Now pretend that it’s fall of 2020 and we have collected the data but the election hasn’t happened yet. How can we use the other data to predict, for the 2020 respondents, whether they are going to vote or not. Now we actually have this information and can verify how we do with our predictions, but that’s not something that would actually be available to us at the time.
Let’s use the 2016 and 2018 data to build a couple of models that predict whether someone voted or not. I’m going to use 4 models from simple to complex:
cces.training <- cces[cces$year %in% c(2016,2018),]
cces.test <- cces[cces$year==2020,]
m1 <- lm(vv.turnout ~ vote.intent, data=cces.training)
m2 <- lm(vv.turnout ~ vote.intent +prim.turnout + educ:white, data=cces.training)
m3 <- lm(vv.turnout ~ female + vote.intent +prim.turnout + educ:white:agegrp + pid3, data=cces.training)
These are 3 models with increasingly complicated equations. We haven’t seen regressions with this many variables but, rest assured, everything we’ve talked about so far applies. These are (mostly) just a series of indicator variables and interactions.
The important thing here is that because the 2020 data has the exact same variables in it, we can use the coefficients in these models to form predictions in the 2020 data.
Consider the first model:
summary(m1)
#>
#> Call:
#> lm(formula = vv.turnout ~ vote.intent, data = cces.training)
#>
#> Residuals:
#> Min 1Q Median 3Q Max
#> -0.7710 -0.6675 0.3325 0.3325 0.9336
#>
#> Coefficients:
#> Estimate Std. Error t value
#> (Intercept) 0.066432 0.004318 15.39
#> vote.intentAlready voted 0.704534 0.007914 89.02
#> vote.intentMaybe 0.175119 0.005477 31.97
#> vote.intentYes 0.601085 0.004565 131.67
#> Pr(>|t|)
#> (Intercept) <2e-16 ***
#> vote.intentAlready voted <2e-16 ***
#> vote.intentMaybe <2e-16 ***
#> vote.intentYes <2e-16 ***
#> ---
#> Signif. codes:
#> 0 '***' 0.001 '**' 0.01 '*' 0.05 '.' 0.1 ' ' 1
#>
#> Residual standard error: 0.4482 on 124444 degrees of freedom
#> (152 observations deleted due to missingness)

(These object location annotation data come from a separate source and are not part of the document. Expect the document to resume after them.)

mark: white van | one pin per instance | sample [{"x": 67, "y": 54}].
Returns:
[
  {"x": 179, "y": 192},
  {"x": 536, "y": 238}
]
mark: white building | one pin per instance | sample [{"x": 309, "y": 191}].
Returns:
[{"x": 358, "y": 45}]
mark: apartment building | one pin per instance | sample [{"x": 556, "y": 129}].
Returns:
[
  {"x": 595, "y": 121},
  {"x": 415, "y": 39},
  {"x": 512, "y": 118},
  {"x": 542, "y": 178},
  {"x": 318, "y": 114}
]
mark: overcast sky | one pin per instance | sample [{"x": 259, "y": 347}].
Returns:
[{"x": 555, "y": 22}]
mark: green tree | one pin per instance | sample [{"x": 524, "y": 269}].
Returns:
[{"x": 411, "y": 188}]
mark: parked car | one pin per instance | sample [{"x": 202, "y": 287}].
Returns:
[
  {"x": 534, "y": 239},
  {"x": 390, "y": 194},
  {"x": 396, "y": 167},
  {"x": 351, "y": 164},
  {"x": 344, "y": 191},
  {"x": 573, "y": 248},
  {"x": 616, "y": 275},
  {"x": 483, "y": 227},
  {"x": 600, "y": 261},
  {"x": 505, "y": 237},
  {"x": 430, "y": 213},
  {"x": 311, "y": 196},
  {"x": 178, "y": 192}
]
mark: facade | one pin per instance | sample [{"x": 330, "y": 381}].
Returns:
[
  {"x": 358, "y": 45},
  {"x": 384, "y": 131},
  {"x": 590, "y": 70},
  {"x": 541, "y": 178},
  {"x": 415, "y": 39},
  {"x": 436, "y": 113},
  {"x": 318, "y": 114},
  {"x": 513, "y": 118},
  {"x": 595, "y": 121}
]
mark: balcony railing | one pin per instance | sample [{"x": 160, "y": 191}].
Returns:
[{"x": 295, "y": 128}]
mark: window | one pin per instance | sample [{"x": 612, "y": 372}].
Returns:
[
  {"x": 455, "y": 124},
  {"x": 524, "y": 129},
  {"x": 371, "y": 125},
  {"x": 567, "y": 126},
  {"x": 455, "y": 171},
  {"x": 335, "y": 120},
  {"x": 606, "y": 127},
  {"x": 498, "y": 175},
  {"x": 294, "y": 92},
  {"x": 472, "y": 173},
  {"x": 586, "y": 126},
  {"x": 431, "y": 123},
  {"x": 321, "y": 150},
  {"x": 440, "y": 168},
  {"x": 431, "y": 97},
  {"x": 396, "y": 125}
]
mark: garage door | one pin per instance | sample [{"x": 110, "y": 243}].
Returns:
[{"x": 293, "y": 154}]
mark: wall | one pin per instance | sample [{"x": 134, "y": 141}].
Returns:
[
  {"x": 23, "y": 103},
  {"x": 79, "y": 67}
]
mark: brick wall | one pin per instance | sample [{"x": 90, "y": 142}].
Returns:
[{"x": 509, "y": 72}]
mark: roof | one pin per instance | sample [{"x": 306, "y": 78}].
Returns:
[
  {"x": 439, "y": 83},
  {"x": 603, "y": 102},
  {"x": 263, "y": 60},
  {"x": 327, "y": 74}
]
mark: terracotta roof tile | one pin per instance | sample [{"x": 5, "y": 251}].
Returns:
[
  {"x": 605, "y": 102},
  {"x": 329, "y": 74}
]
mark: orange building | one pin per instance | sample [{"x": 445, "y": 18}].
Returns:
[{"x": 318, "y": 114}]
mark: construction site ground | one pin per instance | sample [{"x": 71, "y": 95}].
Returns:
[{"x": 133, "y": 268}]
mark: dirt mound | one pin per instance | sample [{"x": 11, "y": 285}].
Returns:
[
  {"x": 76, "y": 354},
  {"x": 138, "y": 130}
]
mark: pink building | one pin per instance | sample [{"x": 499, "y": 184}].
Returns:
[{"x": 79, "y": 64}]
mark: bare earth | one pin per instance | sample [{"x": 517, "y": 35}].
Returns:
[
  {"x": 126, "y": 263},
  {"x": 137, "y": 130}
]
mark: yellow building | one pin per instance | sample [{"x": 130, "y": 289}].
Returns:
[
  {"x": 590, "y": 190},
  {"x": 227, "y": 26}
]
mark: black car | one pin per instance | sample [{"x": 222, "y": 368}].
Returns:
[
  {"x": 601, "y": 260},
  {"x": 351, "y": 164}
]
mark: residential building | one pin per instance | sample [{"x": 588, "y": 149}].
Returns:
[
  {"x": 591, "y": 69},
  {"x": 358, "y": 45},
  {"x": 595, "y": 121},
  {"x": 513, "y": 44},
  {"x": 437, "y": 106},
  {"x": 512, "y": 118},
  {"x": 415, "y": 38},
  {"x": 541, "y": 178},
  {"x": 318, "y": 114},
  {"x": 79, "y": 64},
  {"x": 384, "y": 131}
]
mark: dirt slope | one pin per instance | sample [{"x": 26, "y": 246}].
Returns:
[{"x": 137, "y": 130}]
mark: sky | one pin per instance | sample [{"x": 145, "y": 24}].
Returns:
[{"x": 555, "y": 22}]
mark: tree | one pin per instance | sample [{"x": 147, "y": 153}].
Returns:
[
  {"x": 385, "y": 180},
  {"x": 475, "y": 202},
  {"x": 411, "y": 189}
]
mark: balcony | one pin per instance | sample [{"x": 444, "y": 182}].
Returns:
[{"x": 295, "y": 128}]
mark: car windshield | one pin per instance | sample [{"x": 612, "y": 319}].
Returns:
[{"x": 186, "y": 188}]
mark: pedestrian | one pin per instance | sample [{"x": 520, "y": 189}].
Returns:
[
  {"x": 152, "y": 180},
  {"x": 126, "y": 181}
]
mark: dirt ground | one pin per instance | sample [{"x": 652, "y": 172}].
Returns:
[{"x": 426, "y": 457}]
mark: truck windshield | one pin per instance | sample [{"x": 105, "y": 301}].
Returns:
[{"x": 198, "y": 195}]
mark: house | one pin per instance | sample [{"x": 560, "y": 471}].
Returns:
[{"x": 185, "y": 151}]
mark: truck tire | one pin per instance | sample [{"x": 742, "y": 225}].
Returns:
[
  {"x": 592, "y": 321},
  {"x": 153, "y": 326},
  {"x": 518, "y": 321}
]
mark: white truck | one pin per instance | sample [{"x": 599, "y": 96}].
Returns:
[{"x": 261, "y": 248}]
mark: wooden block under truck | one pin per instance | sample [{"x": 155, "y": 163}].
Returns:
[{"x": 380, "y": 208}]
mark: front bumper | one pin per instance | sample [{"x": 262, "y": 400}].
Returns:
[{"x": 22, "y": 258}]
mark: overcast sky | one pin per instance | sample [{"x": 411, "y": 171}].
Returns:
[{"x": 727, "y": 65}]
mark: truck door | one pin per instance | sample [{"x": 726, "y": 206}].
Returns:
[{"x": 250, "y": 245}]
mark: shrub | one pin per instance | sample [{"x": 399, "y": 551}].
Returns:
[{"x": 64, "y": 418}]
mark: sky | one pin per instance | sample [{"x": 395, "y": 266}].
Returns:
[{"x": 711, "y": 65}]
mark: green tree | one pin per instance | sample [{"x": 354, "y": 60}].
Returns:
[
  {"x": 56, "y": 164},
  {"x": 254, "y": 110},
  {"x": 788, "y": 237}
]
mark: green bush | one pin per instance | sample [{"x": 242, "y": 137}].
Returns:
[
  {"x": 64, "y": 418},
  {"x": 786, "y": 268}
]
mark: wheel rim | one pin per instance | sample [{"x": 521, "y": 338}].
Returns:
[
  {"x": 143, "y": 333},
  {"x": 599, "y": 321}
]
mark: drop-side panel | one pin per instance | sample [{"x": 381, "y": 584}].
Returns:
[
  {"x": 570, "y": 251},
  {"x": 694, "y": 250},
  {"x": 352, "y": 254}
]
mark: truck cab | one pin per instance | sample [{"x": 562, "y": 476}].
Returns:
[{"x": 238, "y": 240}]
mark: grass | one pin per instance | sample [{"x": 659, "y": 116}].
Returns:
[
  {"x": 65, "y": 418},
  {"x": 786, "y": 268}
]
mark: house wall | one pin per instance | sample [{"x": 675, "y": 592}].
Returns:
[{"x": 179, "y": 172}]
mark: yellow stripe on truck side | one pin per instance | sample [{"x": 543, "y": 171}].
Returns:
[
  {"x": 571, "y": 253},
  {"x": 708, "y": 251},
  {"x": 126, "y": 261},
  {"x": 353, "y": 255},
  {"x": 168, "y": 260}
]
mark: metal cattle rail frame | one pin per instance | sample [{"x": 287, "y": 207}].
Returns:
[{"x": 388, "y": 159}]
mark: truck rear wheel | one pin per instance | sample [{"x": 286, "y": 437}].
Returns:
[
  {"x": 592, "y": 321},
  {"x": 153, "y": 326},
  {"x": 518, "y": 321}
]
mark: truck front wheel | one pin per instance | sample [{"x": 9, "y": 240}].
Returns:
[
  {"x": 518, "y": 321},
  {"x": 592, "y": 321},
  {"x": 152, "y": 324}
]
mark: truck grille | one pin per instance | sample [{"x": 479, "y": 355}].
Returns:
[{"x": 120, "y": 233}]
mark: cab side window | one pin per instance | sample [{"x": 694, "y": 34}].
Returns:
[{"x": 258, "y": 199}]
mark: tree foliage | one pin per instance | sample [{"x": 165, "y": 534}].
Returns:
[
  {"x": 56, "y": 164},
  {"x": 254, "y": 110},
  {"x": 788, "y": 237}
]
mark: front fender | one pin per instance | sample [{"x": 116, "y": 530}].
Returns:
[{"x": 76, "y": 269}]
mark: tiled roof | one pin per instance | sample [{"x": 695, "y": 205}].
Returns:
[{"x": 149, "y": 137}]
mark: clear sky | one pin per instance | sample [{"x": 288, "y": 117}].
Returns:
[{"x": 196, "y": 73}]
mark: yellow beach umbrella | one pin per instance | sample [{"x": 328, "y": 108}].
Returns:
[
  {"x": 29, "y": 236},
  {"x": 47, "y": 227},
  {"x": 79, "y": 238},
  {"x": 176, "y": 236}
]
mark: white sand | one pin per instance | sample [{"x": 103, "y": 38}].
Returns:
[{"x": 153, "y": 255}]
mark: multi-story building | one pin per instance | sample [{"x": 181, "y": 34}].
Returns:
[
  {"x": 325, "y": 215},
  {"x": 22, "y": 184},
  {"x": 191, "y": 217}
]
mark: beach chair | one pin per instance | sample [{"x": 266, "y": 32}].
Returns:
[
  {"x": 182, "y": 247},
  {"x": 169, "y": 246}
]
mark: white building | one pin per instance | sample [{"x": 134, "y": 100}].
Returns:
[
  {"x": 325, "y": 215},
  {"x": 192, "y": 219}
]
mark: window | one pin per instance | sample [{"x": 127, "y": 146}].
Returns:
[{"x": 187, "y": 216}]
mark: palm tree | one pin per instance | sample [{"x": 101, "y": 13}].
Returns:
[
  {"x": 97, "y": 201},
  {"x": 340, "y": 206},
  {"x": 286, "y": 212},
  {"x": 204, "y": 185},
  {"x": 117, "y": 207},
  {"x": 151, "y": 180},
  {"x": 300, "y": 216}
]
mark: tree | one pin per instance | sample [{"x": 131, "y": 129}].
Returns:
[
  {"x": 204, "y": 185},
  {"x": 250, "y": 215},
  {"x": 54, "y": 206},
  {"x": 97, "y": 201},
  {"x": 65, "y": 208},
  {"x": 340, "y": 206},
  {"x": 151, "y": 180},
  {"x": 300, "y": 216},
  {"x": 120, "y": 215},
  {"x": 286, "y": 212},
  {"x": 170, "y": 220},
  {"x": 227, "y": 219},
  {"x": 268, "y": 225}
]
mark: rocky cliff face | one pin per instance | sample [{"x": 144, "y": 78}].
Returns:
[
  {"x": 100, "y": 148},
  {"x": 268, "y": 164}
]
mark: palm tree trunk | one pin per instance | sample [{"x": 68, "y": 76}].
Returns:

#> Multiple R-squared: 0.1851, Adjusted R-squared: 0.1851
#> F-statistic: 9423 on 3 and 124444 DF, p-value: < 2.2e-16
predict(m1, newdata= data.frame(vote.intent=c("No", "Maybe", "Yes", "Already voted")))
#> 1 2 3 4
#> 0.06643162 0.24155081 0.66751633 0.77096562
The people in 2020 also have a variable named vote.intent with the same response labels. As such we can do:
cces.test$predict1 <- predict(m1, newdata=cces.test)
head(cces.test)
#> # A tibble: 6 x 10
#> year vv.turnout educ white female agegrp vote.~1 pid3
#> <int> <int> <chr> <chr> <dbl> <fct> <fct> <fct>
#> 1 2020 1 some c~ white 0 50-64 Alread~ 2
#> 2 2020 0 postgr~ white 1 65-74 No 1
#> 3 2020 0 college white 1 65-74 Yes 3
#> 4 2020 1 college white 1 50-64 Yes 1
#> 5 2020 0 college white 0 50-64 Yes 3
#> 6 2020 1 some c~ white 0 50-64 Yes 2
#> # ... with 2 more variables: prim.turnout <dbl>,
#> # predict1 <dbl>, and abbreviated variable name
#> # 1: vote.intent
table(cces.test$predict1)
#>
#> 0.066431619966184 0.241550808184305 0.667516327713994
#> 4361 5797 38790
#> 0.770965622946551
#> 11996
The predict1 column takes on 4 possible values based on the individuals vote intention.
We can classify each person as a likely voter or not if there probability of voting is above or below 50%. From that we can determine how good of a job this model does in predicting 2020 voters. We can look to see the proportion of voters who are incorrectly classified. IE, how many are predicted to vote but don’t, and how many are predicted not to vote but do?
#Classification Error
mean((cces.test$predict1>.5 & cces.test$vv.turnout==0) | (cces.test$predict1<.5 & cces.test$vv.turnout==1),na.rm=T)
#> [1] 0.2363153
The two other models both have a substantially higher R^2, meaning that the models fit the 2016/2018 data much better. The question is whether this better fitting data also reduces the classification error. Notice that even though these models have lots of complicated interactions and many variables the code to actually form predictions is really easy! Wee! Regression is fun!
cces.test$predict2 <- predict(m2, newdata=cces.test)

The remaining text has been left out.